Any thoughts would be appreciated.
 
You basically made a Carlson Surge Device and put your scrubber in it, but with your plumbing like that, what did you expect to happen? Were you planning on the scrubber screen being submerged all the time?
 
You basically made a Carlson Surge Device and put your scrubber in it, but with your plumbing like that, what did you expect to happen? Were you planning on the scrubber screen being submerged all the time?

Oh I see yes I did. I'll have to do some more reading on Carlson surge devices. Do you see that as being detrimental? Do you think it will work if I set it up so the entire surge box fills, or should I just plumb it straight across?
 
Hard to say, depends on the time it takes to fill and surge out. I have always thought that the best way to combine a waterfall and surge scrubber is to flood the compartment holding the screen quickly and allow it to drain out fast, so you have turbulent in and quick drainage, not slowly filling the screen and then letting it surge out to drain. This would more mimic the dump tray surging type horizontal scrubber action, the purpose of which is to provide a quick surge of rapidly moving water. So to me, slowly filling the waterfall box would cause a reduction in rapid water motion when the box is filling.

But with that being said, not many have tried it, so there's not much data/info to prove anything either way.
 
Well I guess I'll run with it for awhile and see how it does. Then report back here.

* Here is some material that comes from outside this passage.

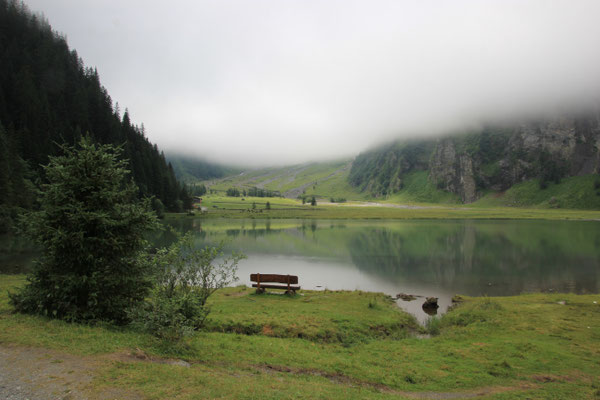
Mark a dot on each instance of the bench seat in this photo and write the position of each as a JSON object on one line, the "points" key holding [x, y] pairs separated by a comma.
{"points": [[271, 286]]}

I have started to get green on the screen already but only above the surge fill line. Based on the reading I've done it appears to take a week for more for a screen to break in and even longer for it to fully mature. That being said I am not getting my hopes up about great algae growth already. I am leaning more towards having little bits of algea in the water column that got stuck in the roughed up screen.
 
Based on the reading I've done it appears to take a week for more for a screen to break in and even longer for it to fully mature.

"break in" and "mature" to me are synonymous, and while that does vary dependent on tank conditions and scrubber construction, it usually takes 4-6 weeks.

Based on what I have seen personally, I consider a screen to be mature when 50-75% of the holes remain solidly filled with algae after both sides are scraped and the screen is lightly rinsed. Usually you cannot get to this point in less than 3 weeks, but that's not saying that it couldn't happen given the right conditions.

Also that is not a hard-and-fast 'rule of maturity', because someone might get a solid mat of green growth in 10 days which returns quickly after cleaning and does effectively filter, even though it doesn't meet the above.